First run in 1905, the Dipsea is the oldest trail race in America. It is run every year on the second Sunday in June. The scenic 7.4 mile course from Mill Valley to Stinson Beach is considered to be one of the most beautiful courses in the world.
The stairs and steep trails make it a grueling and treacherous race. And its unique handicapping system has made winners of men and women of all ages. Because of its beauty and challenge, it is a very popular event, and because of safety and environmental concerns the number of runners is limited to about 1,500.

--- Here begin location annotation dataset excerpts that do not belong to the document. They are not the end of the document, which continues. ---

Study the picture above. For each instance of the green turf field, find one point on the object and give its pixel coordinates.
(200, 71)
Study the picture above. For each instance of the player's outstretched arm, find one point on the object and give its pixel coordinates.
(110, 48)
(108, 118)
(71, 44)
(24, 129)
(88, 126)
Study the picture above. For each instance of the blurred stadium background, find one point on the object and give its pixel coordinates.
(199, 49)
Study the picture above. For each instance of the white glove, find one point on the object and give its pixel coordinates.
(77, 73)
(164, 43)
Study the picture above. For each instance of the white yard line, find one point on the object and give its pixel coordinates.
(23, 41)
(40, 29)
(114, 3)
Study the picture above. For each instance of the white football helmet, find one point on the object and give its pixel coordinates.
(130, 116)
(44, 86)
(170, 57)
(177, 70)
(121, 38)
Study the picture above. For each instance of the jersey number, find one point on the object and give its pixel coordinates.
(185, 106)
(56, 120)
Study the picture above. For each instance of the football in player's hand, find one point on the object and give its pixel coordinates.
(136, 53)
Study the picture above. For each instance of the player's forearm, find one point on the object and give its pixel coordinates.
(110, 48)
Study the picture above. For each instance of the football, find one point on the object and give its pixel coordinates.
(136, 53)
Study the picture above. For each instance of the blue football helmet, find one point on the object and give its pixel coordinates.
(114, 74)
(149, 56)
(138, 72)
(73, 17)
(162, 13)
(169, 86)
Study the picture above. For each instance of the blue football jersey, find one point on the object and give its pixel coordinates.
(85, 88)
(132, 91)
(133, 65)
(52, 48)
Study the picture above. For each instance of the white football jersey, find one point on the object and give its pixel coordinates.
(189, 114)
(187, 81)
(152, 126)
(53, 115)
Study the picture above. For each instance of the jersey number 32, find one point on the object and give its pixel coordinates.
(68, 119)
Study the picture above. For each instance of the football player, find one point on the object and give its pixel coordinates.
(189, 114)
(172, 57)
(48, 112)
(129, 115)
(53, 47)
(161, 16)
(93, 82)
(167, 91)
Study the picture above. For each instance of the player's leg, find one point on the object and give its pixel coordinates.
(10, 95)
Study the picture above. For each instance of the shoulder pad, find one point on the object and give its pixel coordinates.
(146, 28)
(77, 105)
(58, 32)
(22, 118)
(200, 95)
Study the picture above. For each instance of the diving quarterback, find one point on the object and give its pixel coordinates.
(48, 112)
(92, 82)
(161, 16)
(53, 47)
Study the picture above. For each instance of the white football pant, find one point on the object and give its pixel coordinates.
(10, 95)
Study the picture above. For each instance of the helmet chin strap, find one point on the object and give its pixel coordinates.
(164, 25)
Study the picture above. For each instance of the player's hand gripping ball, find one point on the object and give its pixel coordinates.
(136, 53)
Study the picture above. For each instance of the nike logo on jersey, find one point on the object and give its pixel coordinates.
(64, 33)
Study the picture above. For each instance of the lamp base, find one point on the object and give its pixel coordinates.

While racers enter from all over the world, the Dipsea is primarily a Northern California event and the entry process is tilted slightly to favor local contestants.
The Dipsea Race Course
It begins in downtown Mill Valley with a sprint down Throckmorton to the Old Mill Park, then up three flights of stairs as tall as a fifty-story building, and up some more through an old horse ranch to Windy Gap. Then it plunges down into Muir Woods across Redwood Creek and begins a tough grind up through the trees over trails named "Dynamite" and "Cardiac." At the top of Cardiac, the course levels out before it plunges down through the "Swoop", over the rocks and roots of "Steep Ravine" and the discouragingly steep climb up "Insult Hill." Finally, as the course follows the relatively gentle slope of The Moors toward the ocean, Stinson Beach is in sight a mile ahead. This is where experienced racers resort to secret short cuts and where others racers will sprint the last quarter mile in an effort to move up a couple of places in the final results.